The TUI Skyla air conditioning failure that left 146 passengers stranded in Budapest is more than a story about broken machinery in a heatwave. It is a story about what a company knew, and when it knew it.

TUI has apologised, cancelled the Danube cruise, and confirmed that passengers will receive a full refund plus a £100 goodwill voucher. Flights home have been arranged. But the sequence of events disclosed by passengers makes the apology harder to accept at face value.

Passengers Say TUI Knew Before They Boarded

Judith Dunn, 83, paid £2,000 for what was meant to be a deeply personal trip. The cruise would have spanned the 60th anniversary of her marriage to her late husband and the 80th birthday of a friend who had also recently been widowed. Instead, she told the BBC it turned into a ‘nightmare’.

Passengers arrived in Budapest on Monday lunchtime and were brought aboard the Skyla, only to be told the air conditioning had failed. Around 19:30 local time they were transferred to hotels, with no food arrangements made on their behalf.

What followed from Dunn was the detail that ought to concern TUI most. ‘We have since found out that the air con has been broken for a little while,’ she said. ‘In fact the people who were here last week on a cruise had to be in a hotel as well. So they did know about this, so we were a little bit upset by that.’

TUI confirmed passengers on the previous sailing had been offered compensation. The company described the current fault as ‘a new matter,’ though it is not clear how that distinction was communicated to customers before they travelled.

Online forums add further texture.

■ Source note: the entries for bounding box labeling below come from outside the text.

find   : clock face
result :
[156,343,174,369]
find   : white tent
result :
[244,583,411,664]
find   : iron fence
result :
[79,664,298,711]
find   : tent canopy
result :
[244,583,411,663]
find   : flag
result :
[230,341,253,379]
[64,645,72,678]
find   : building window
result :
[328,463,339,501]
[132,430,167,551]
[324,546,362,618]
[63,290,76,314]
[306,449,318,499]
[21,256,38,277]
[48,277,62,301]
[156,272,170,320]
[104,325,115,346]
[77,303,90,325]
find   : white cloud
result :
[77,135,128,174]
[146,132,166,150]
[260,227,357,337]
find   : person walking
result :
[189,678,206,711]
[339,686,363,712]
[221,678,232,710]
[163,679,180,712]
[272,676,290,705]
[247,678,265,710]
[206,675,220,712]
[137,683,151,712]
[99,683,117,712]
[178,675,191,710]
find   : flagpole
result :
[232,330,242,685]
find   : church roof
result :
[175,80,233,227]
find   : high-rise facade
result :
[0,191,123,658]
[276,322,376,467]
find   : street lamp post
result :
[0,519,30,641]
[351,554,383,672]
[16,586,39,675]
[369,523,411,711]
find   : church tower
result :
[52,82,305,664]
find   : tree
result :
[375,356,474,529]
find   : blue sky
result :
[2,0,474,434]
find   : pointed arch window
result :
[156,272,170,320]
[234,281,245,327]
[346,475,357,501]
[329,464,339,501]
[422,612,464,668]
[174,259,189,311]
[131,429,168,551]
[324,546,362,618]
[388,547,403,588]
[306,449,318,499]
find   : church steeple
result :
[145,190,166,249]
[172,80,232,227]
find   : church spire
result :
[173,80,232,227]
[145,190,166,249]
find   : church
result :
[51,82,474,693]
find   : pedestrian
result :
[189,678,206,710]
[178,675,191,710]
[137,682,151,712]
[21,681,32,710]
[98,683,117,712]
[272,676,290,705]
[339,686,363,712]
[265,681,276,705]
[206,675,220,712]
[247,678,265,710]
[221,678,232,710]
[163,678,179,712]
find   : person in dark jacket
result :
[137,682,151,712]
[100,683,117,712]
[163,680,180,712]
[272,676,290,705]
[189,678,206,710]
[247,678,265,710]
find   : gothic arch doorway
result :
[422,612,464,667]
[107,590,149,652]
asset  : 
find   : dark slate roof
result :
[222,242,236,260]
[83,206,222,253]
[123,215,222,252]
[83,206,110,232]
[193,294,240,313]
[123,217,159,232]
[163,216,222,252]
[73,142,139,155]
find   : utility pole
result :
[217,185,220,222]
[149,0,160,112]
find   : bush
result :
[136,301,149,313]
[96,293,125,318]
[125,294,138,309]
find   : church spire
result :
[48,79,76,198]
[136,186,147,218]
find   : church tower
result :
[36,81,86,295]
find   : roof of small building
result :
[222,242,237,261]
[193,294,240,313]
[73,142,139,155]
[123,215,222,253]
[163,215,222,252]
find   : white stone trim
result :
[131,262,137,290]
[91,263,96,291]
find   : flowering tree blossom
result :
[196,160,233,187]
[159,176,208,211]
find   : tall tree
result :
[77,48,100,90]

Johnny Wragg wrote that he was on the ‘Skyla at the moment sailing the Danube with no air con,’ describing conditions as ‘very uncomfortable to say the least.’ A cruise blogger who sailed the vessel in 2024 wrote that the air conditioning was ‘just really pathetic, like an old man blowing into the room.’

The TUI Skyla Air Conditioning Problem in Context

The Skyla is not a large ship. Crui.se ship statistics list her capacity at 151 passengers with a crew of 40, and she measures 135 metres in length. Sources conflict on her precise launch date: World of Cruising records an inauguration in 2020, while Crui.se states her maiden voyage was 2021. Either way, she is a young vessel. CruiseMapper records her as Malta-flagged and registered in Valletta.

Being a small, adults-only boutique ship is part of TUI’s positioning for her. It also means there is little slack when something goes wrong. With 39C forecast in Budapest on Tuesday, the absence of working air conditioning was not a minor inconvenience.

Fellow passenger Melanie Roberts praised the crew for keeping water supplied, but was candid about the atmosphere on board. ‘There are some elderly people on here and people who are not as mobile as others,’ she said. ‘I think basically now we’re getting to… the stage where people just want to go home.’

Travel Weekly confirmed TUI’s decision to cancel the cruise entirely after engineers failed to resolve the fault quickly enough.

TUI Group is not a company in distress. Its preliminary underlying EBIT for FY2025 rose 12.6 per cent to 1,459 million euros at constant currency, according to the TUI Group newsroom, driven in part by record results in its Hotels and Resorts and Cruises segments. The group operates 18 cruise ships across its fleet.

None of that makes the Budapest situation easier to explain to an 83-year-old who travelled to Hungary to mark two anniversaries that cannot be rescheduled.

A full refund and £100 will land in passengers’ accounts. The harder question, of whether TUI should have grounded the Skyla before boarding a second set of passengers onto a ship with a known fault in a forecast heatwave, is one the company has not yet answered directly. That question will follow this story further than the cruise itself.